São 75 páginas com o texto que conta, problematizando, a história da criação do homem no seu diálogo entre a mão fazedora e o espírito que a anima, juntos na invenção do fogo que abriria o caminho da civilização humana. A acompanhar esta Lição, surgem outras mãos incendiadas pelo espírito, nas ilustrações originais de Ângelo de Sousa, Armando Alves, Jorge Pinheiro e José Rodrigues.

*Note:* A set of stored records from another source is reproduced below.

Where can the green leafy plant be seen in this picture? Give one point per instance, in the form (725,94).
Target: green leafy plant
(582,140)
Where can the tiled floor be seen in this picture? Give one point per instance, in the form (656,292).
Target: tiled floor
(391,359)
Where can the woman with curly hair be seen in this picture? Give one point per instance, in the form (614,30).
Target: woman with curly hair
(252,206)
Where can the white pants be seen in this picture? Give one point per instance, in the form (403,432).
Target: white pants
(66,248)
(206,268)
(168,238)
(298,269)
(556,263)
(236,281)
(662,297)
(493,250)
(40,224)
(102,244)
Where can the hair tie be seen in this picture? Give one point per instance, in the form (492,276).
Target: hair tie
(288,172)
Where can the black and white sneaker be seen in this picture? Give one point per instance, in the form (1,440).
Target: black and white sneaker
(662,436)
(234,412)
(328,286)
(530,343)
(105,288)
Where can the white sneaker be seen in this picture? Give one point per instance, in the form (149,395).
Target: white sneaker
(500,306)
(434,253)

«A mão e o cérebro, a acção e o pensamento, a prática e a teoria estão indissoluvelmente ligados desde que o homem é homem. Mas a mão não se limita a executar ordens; é também órgão fundamental de investigações», escreve Óscar Lopes. O diálogo de uma vida entre a mão e o espírito teria visibilidade nas duas distinções que recebeu do Estado português: em 1988 era agraciado com a Ordem da Instrução Pública num reconhecimento à mão que nos ensina a nossa Cultura e, há apenas dois anos, era condecorado, por Cavaco Silva, com a Grã-Cruz da Ordem da Liberdade, o espírito que sempre o animou e que lhe valeu a perseguição pela PIDE.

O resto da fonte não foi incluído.